Starmer, who is facing bruising results across the country when voters go to the polls in May, is not expected to feature prominently in the Labour campaign in Wales.

There is a belief that this might benefit the Prime Minister in the long run, as it could put him in a stronger position to criticise a Plaid-led government, which could end up being propped up by the Greens.

Some Welsh Labour figures complain that the party’s strategy is focussed to much on the threat of Nigel Farage and not enough on combating Plaid. At the Caerphilly Senedd by-election in October, the left-wing nationalist party cruised to victory on a message that they, not Labour, were best placed to stop Reform. In a recent interview with The House, ap Iorwerth likened Plaid to New York’s left-wing mayor Zohran Mamdani.

“It’s too late for Labour to be panicking now after taking Wales for granted for decades,” a Plaid source told PoliticsHome. “We will not make the same mistake – we will fight for every vote and ensure people feel the benefits of new leadership.”

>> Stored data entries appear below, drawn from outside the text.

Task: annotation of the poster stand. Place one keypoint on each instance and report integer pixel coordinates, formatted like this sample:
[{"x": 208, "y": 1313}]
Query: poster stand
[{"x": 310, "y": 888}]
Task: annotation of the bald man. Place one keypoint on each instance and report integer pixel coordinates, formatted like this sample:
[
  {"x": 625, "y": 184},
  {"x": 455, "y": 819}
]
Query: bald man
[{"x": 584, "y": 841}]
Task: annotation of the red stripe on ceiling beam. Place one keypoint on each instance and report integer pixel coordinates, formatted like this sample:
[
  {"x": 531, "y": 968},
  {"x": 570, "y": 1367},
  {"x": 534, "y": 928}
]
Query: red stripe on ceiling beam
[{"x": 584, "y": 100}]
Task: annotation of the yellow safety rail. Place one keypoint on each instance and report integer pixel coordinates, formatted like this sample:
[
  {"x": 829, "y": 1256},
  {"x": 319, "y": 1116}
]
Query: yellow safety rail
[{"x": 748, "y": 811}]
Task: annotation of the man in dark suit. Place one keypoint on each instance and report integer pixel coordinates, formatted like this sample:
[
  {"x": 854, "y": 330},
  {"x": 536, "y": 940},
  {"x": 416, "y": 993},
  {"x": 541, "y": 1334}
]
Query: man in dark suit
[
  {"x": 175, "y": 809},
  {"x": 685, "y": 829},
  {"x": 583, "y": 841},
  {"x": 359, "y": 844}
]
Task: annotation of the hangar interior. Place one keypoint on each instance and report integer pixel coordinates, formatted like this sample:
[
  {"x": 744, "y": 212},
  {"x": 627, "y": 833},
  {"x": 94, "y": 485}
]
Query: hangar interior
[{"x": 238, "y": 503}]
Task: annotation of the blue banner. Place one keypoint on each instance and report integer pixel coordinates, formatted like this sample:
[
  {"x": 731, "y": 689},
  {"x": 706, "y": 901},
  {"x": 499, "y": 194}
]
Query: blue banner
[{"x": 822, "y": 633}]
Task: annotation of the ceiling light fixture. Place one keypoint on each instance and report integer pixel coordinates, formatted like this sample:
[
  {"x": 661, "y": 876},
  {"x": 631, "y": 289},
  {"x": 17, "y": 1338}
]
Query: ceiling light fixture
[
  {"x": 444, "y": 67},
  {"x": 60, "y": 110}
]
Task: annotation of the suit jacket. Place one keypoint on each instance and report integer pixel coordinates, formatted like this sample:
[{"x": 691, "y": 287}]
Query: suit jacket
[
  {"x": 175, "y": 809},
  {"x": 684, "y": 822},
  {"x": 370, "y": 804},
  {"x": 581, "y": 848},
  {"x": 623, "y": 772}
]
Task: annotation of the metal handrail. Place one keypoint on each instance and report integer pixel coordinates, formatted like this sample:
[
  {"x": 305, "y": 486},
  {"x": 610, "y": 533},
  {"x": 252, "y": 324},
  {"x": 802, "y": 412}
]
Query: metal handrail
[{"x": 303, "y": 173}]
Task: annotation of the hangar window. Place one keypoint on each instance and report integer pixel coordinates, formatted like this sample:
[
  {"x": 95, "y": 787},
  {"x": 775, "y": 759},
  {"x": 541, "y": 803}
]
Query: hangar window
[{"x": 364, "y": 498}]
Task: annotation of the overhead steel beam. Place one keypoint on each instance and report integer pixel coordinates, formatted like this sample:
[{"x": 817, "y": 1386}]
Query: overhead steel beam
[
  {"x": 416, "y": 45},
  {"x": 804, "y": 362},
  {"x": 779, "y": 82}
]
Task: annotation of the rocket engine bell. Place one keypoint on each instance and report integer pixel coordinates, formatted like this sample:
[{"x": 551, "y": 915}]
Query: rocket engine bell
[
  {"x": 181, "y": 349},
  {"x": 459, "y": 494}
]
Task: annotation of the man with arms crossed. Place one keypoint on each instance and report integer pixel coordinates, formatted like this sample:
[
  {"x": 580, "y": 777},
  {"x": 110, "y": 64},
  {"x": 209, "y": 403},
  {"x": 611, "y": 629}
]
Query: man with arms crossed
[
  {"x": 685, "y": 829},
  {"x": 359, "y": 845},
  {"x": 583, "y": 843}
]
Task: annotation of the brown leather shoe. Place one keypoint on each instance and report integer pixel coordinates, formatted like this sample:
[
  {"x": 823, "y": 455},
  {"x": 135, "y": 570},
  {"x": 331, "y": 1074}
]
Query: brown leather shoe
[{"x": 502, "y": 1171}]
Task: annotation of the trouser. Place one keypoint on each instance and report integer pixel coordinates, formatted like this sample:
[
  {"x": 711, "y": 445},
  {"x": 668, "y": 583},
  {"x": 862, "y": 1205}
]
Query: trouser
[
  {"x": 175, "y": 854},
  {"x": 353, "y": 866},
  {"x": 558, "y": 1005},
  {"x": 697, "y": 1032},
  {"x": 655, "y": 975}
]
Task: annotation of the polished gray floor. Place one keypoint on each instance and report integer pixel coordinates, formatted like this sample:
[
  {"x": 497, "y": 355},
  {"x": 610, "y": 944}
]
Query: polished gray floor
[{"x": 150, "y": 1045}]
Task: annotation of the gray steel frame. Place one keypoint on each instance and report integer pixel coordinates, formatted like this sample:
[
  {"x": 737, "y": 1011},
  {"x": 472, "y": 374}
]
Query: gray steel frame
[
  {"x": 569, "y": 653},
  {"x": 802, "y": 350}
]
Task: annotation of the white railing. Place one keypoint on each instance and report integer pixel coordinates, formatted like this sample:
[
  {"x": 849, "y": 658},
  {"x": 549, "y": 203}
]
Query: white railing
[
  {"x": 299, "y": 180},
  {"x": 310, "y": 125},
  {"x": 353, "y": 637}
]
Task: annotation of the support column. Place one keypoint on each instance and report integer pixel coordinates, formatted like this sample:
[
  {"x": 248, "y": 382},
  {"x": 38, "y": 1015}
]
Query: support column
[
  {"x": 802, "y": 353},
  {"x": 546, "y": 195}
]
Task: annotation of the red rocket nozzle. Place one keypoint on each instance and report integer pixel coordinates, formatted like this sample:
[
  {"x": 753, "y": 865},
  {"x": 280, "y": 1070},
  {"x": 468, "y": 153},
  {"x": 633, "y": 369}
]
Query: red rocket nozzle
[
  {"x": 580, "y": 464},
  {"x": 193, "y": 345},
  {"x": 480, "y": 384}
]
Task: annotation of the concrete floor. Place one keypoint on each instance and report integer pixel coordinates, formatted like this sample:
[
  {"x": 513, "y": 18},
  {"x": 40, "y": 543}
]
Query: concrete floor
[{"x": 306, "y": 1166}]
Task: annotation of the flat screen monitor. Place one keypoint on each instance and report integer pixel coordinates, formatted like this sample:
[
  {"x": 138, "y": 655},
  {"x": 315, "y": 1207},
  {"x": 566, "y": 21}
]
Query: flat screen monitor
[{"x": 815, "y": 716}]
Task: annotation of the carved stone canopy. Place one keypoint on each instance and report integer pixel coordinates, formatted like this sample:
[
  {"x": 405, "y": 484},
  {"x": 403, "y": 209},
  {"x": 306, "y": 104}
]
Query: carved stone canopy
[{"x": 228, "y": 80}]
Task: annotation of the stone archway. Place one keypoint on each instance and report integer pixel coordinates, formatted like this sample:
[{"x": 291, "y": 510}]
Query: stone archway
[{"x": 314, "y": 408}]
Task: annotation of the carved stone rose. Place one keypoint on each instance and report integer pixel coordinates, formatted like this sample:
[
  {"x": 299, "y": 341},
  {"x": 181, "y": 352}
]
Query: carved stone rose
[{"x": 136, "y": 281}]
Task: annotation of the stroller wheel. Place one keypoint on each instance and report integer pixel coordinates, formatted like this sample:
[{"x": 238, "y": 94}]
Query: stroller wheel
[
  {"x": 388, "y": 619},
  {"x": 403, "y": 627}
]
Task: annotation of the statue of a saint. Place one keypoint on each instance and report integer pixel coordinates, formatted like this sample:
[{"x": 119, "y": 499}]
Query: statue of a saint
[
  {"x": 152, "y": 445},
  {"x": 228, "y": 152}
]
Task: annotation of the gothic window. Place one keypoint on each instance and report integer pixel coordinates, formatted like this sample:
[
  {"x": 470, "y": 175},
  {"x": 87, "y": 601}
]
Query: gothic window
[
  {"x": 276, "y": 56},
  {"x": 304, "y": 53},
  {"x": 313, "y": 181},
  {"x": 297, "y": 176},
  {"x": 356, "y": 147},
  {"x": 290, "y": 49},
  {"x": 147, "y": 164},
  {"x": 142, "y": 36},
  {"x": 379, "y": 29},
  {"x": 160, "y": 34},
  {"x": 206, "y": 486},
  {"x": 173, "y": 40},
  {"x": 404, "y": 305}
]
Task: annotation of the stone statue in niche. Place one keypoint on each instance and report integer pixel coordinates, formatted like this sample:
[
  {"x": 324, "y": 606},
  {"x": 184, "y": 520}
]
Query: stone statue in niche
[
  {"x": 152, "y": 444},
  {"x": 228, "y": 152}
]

One senior Labour Welsh MP told PoliticsHome that if the wider PLP decides to replace Starmer, they hope his successor is chosen behind closed doors, swiftly, without the involvement of rank-and-file members, in what they called an “Australian-style” approach. 

For now, though, despite what potentially awaits Labour in Wales in May, there is no real appetite for a change in leadership among the party’s representatives in Westminster. Whether that remains the case as the dust settles on 8 May remains to be seen.